Overview & purpose

This Operational Playbook turns the NIST AI Risk Management Framework into practical workflows embedded in day-to-day AI lifecycle operations. It defines how teams govern responsibly, map context and risk, measure trustworthiness, and manage continuous improvement.
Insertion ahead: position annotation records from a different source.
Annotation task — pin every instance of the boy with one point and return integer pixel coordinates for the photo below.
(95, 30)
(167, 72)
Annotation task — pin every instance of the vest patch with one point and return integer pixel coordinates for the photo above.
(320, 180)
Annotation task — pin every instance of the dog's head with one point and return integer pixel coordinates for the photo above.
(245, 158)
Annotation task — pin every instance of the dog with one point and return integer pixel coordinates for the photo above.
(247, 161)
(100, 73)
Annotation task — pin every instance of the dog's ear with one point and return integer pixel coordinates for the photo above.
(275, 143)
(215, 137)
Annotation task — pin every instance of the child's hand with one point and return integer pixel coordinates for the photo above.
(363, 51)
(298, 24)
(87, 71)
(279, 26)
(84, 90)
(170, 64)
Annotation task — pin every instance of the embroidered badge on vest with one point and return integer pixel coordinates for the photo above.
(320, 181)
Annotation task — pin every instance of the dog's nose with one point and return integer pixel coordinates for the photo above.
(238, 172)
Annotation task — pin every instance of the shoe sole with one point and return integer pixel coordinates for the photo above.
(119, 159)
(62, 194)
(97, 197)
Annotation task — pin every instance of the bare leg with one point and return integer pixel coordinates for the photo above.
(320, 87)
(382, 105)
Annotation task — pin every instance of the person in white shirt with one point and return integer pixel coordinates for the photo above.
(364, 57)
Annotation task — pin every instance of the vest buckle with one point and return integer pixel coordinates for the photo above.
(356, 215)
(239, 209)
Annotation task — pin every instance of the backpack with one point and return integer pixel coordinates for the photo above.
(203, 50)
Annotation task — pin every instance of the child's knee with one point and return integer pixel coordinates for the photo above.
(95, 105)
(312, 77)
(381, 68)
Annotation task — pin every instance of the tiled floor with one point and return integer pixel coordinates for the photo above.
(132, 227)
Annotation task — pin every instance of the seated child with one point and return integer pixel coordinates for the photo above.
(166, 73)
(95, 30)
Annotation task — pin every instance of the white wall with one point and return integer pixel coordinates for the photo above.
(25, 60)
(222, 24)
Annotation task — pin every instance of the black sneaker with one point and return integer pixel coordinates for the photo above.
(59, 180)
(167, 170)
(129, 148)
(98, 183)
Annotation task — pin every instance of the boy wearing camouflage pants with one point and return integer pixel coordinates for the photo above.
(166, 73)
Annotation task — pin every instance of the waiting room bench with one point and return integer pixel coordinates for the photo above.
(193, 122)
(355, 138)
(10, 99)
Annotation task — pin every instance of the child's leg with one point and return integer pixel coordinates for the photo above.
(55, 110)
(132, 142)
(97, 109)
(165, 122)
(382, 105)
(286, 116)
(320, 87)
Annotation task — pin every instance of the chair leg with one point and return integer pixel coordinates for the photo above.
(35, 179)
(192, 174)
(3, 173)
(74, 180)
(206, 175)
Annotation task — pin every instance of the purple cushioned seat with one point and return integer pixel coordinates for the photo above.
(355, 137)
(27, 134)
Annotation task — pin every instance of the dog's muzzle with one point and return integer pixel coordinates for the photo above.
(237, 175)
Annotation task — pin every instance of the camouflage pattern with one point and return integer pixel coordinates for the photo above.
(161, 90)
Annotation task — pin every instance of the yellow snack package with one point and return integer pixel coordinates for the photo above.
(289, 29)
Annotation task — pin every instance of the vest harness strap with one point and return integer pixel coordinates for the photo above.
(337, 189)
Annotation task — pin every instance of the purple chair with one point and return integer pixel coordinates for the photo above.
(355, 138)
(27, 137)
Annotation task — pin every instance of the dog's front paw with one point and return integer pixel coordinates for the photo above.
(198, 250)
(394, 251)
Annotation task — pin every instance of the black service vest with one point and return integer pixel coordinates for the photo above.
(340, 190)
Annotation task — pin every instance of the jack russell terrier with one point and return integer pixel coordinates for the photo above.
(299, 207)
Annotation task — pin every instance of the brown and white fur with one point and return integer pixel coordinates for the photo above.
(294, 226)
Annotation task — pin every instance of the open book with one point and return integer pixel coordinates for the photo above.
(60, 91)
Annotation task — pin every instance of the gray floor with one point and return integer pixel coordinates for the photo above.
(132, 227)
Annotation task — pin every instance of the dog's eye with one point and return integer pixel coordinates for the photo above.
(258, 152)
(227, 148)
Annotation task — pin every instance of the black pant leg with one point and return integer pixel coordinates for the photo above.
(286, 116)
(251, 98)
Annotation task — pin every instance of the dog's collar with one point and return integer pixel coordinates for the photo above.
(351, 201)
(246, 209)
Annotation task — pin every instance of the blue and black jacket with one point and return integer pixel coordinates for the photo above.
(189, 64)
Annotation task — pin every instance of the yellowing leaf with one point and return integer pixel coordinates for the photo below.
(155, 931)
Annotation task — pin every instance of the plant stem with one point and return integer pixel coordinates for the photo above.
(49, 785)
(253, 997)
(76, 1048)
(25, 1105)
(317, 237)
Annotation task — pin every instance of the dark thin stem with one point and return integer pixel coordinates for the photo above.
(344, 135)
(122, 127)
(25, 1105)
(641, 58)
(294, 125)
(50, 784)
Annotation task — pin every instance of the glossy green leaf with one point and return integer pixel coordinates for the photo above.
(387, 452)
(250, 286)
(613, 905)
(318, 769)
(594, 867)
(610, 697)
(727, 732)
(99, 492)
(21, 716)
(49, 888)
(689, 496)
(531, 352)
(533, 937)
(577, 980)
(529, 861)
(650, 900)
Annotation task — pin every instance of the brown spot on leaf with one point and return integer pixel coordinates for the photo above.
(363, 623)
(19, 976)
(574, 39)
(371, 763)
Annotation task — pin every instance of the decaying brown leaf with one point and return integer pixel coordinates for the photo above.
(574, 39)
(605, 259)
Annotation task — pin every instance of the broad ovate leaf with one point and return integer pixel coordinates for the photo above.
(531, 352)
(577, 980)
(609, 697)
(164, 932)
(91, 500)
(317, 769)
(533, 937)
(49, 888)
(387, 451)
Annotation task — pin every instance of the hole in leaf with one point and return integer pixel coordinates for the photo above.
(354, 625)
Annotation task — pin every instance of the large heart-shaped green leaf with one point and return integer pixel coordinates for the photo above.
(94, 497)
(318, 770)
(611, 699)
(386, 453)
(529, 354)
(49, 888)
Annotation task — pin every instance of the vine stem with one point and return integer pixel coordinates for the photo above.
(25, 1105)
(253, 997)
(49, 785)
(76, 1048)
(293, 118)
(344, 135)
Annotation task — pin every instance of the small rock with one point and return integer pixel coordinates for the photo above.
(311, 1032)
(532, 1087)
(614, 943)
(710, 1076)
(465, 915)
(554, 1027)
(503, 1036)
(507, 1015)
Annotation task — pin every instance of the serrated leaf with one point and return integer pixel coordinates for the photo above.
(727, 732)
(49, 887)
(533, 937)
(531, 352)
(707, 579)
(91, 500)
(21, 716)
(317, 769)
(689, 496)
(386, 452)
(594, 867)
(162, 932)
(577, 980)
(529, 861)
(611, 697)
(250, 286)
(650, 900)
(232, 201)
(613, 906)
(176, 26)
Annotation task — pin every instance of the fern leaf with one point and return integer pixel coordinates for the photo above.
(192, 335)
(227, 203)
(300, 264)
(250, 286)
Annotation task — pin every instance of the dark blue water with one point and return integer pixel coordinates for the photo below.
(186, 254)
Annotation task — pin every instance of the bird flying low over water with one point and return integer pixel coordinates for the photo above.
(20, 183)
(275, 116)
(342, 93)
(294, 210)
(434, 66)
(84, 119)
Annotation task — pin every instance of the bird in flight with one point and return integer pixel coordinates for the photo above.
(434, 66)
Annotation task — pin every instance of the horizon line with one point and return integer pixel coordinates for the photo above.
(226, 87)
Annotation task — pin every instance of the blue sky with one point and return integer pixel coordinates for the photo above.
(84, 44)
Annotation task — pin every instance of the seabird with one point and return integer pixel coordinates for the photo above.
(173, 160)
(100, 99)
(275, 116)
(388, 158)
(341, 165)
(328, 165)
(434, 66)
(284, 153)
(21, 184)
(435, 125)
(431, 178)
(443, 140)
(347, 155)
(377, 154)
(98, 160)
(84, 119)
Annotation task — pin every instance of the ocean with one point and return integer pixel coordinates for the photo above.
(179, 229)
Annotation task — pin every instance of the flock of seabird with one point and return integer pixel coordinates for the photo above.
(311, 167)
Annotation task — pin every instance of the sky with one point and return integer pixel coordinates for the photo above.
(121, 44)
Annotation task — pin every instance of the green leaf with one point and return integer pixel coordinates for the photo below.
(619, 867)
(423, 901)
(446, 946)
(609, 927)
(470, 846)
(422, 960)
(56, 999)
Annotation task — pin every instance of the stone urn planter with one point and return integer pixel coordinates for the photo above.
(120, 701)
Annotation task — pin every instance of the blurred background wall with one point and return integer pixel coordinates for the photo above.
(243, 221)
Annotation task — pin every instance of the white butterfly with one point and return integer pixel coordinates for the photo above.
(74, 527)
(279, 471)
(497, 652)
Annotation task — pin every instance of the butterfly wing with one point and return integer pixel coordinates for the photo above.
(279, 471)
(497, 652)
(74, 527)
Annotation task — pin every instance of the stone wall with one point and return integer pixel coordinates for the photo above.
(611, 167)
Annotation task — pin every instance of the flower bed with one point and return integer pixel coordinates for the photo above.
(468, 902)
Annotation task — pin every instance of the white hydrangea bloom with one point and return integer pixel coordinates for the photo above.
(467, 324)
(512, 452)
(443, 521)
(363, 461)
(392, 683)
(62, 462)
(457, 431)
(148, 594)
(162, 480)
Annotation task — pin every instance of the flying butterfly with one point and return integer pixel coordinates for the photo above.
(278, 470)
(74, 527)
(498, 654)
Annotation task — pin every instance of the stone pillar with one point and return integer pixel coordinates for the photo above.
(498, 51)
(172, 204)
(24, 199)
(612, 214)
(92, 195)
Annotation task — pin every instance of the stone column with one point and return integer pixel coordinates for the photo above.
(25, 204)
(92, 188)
All four functions are aligned to ISO/IEC 42001 AIMS clauses and EU AI Act compliance duties.

GOVERN function

• Establish AI governance charter approved by Leadership and the AI Governance Board.
• Define roles and responsibilities — Model Owner, Oversight Officer, Compliance Lead.
• Integrate AI policies (Master Policy, Ethical Charter, Data Governance) into AIMS document control.
• Track risk appetite, tolerances, and KPIs in quarterly Management Review.
• Maintain an AI Governance Dashboard showing policy status, training, risk and audit coverage.

MAP function

• Contextualise each AI system — purpose, users, stakeholders, intended use and limitations.
• Identify ethical, safety, legal and operational risks per use case.
• Develop AI Risk Profiles with impact matrices and harms taxonomy.
• Link to EU AI Act risk classification (Annex III categories).
• Store profiles in AIMS Risk Register for traceability and audit.

MEASURE function

• Define trustworthiness metrics for each model: accuracy, fairness, robustness, explainability, security, privacy.
• Quantitative KPIs (monitored via dashboards): Bias ≤ 2%, Model Drift ≤ 5%, Availability ≥ 99%.
• Run periodic testing and validation scripts during CI/CD builds.
• Document results and feed into Management Review and CAPA logs.

MANAGE function

• Implement risk treatments and CAPAs identified in the MAP/MEASURE stages.
• Automate incident alerts, risk threshold breaches, and oversight escalations.
• Conduct post-incident reviews and feed lessons into continuous improvement cycle (§10).
• Update AIMS documents and evidence register after each control change.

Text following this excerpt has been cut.